I'm unimpressed with the accusation levelled at biologists. Mainly because, in my department, I am by far the most versatile of the teachers. Sure, I teach A-Level Biology, and the BTEC Level 3 Physiology, Genetics and Plant Sciences units. But I also have to teach units at level 3 (KS5, sixth form, or 11-12th grade for the colonials) on law, media studies, politics, philosophy and psychology. At level 2 (KS4, 9-10th grade), I regularly teach chemistry and physics. And I do a damn good job.

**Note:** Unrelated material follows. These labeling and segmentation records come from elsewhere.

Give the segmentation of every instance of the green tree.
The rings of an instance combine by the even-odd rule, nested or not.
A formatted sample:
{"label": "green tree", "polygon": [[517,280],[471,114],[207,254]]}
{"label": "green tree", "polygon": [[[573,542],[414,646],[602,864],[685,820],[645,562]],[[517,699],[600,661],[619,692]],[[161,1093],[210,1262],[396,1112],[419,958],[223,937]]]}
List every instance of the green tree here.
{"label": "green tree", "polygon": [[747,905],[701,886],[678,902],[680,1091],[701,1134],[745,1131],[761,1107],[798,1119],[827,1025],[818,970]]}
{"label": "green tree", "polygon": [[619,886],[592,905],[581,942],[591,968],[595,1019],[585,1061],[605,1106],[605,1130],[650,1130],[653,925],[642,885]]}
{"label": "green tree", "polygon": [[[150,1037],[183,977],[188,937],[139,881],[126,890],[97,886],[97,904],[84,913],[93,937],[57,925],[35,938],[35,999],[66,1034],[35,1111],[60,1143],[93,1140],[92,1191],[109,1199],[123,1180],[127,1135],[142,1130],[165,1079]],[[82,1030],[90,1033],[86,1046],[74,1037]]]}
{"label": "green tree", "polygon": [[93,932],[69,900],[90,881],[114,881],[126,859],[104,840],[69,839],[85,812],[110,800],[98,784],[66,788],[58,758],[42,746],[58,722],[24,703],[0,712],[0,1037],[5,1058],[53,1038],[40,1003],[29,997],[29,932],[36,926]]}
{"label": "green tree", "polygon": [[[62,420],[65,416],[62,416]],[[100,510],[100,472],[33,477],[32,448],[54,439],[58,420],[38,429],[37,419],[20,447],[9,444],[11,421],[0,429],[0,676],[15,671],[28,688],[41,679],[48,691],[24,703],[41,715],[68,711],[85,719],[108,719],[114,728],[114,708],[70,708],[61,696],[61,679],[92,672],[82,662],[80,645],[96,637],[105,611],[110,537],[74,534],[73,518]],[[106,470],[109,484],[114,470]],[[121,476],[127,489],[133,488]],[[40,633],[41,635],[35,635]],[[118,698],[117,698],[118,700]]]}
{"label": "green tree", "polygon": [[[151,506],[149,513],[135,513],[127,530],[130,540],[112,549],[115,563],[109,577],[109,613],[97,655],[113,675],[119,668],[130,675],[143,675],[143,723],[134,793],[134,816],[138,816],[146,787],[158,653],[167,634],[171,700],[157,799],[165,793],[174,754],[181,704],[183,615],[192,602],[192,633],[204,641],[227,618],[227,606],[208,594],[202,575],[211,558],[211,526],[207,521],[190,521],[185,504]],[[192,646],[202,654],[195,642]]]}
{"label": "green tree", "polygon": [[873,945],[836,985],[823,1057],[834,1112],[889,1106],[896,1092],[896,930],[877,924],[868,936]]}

I've been tutoring AS Chemistry - my inorganic chemistry is a bit rusty, but my organic and physical chemistry is pretty fresh still. I've also started tutoring AS Physics to the same student - one of my biologists who is really struggling. I can't remember much of my quantum physics, and I rather suspect it has changed a bit in the 13 years since I studied it. However, projectiles and viscosity don't change very much, and in the space of two hours I achieved more than a colleague had in six weeks. I'm pretty sure I am just one of a large number of biology teachers who are very happy with chemistry and physics. Maybe there are biologists who shy away from maths. There are certainly physicists who find biology repulsive and respond viscerally to the thought of teaching it - every physics teacher I work with is like that. But I also know physicists who love to teach the other subjects too.


Maybe I'm lucky because I did Natural Sciences. I got to study aspects of all the sciences, and to develop a holistic view of the subject. I've done more chemistry and mathematics than pure biologists. In doing HPS as a second year subject, I learnt about philosophy, and some of the more interesting "How Science Works" bits of the course. The stress v strain and viscosity calculations I did in geophysics are beyond anything the A2 physicists have to do. Yes, at the moment I'm bragging. Because teachers are degraded and reviled at the moment, and now the BBC is trying to say biology teachers in particular are rubbish.

I'm one of many science teachers comfortable teaching any aspect of science. As Taylor Mali says, the miracle is education - I'm just the worker.